L’avancée technologique a facilité beaucoup de choses et ouvert des horizons que nous n’avons pas ici le temps de détailler. Je disais à l’une de vos collègues que le phénomène était comparable à ce qui s’est passé à la fin du xviiie siècle, quand le piano a remplacé le clavecin. Cela relevait d’une nécessité ressentie par les compositeurs qui voulaient un instrument plus souple permettant de faire des crescendos et decrescendos. À partir de la venue du piano, s’est libérée toute une expression, avec les débuts du romantisme à travers le mouvement Sturm und Drang. Il y a eu interaction, disons, entre l’évolution technique et les désirs esthétiques et il en est allé de même pour l’informatique. J’ai utilisé l’informatique à ma manière et la première chose que j’ai faite, ce fut de créer des petits logiciels d’aide à la composition dont j’avais vraiment besoin. Ils n’existaient pas et j’ai dû les créer. À partir du moment où je les avais à ma disposition, je me suis dit que je pouvais essayer telle ou telle écriture, et l’on retombe dans le domaine de la composition.
Avec l'immense carrière qui est la vôtre, composer est-il devenu plus facile ?
C’est aussi difficile qu’avant. Je ne veux pas réitérer, appliquer des processus de composition bien rodés. Chaque œuvre doit être quelque chose de nouveau et j’essaie de garder pour chacune une espèce d’innocence, de naïveté. Plus il y a de pièces à mon catalogue, plus cela devient difficile.
Pour cette raison, le début d'une partition est compliqué, et quand je dis début, je ne parle pas forcément des premières notes mais plutôt du projet : où va-t-on, quels sont les types d’atmosphères sonores, de développement des objets musicaux, quelle est l’ambiance générale de la pièce… Ce sont des décisions importantes à prendre. Quand on a choisi la direction à prendre, il faut la suivre mais si cela ne marche pas, il faut recommencer. Et il m’est arrivé plusieurs fois de recommencer. On peut essayer de tordre un peu les choses et de les rafistoler mais, généralement, il vaut mieux prendre un nouveau départ.

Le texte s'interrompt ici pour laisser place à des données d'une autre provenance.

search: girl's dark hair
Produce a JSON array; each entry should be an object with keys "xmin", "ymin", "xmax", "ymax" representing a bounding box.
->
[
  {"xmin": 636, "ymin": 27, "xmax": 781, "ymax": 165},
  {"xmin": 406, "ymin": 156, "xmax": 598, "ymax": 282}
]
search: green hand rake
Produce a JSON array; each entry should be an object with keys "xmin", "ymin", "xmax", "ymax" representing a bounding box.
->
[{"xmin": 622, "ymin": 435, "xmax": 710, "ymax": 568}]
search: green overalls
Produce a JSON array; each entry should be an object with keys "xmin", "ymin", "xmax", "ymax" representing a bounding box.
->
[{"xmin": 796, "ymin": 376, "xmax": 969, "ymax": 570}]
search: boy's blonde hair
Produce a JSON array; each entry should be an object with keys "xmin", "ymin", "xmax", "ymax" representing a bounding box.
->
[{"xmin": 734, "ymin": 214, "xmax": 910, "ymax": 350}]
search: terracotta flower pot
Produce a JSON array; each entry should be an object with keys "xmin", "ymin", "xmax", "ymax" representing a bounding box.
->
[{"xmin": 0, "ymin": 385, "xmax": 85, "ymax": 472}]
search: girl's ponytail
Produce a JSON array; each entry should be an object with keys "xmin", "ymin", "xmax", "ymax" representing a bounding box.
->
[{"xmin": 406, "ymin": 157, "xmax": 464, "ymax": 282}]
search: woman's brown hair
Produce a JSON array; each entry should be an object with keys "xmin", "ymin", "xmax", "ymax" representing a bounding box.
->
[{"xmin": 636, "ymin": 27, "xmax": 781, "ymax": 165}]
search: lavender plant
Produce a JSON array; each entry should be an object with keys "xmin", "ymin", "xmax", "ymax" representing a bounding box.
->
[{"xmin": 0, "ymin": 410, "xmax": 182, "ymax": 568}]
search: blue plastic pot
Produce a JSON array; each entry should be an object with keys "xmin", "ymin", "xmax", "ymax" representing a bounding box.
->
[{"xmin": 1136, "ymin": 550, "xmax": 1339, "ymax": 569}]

Vous avez enseigné à la Columbia University de New York et vous êtes maintenant professeur au Conservatoire de Shanghai. Y êtes-vous considéré comme un compositeur français ?
Je suis assez sceptique vis-à-vis des écoles nationales. Qu’est-ce que l’école française ? Il se trouve que je suis né en France mais je n’y peux rien, on ne m’a pas vraiment demandé mon avis. Très jeune, je me suis beaucoup intéressé aux autres civilisations, en particulier aux cultures musicales. Je me rappelle de mes découvertes des musiques arabes, indiennes, ou indonésiennes. Au Maroc, où j’étais assistant à l’âge de 17 ou 18 ans, nous pouvions aller à la radio de Rabah pour écouter des orchestres, c’était passionnant. Dès le début, une grande partie de ma carrière de compositeur s’est déroulée hors de France. Le principal bénéfice que j'ai tiré de mon passage à la Columbia, ce fut de rencontrer des jeunes compositrices et compositeurs du monde entier, parce que le recrutement de l'Université était très international, à l’image d’ailleurs du professorat – un tiers des enseignants n’était pas américain. Columbia est très ouvert sur le monde. J’ai eu beaucoup d’élèves venant d’Asie, d’Amérique du Sud et même d'Europe. À Shanghai, le Conservatoire attend de moi que j’apporte une connaissance sur la musique contemporaine en Occident. Cela ne veut pas dire que les étudiants ignorent ce qui s’est passé ici, loin de là, mais disons que je dispose de renseignements de première main. Je ne suis pas forcément considéré comme un compositeur français mais certainement comme un musicien occidental.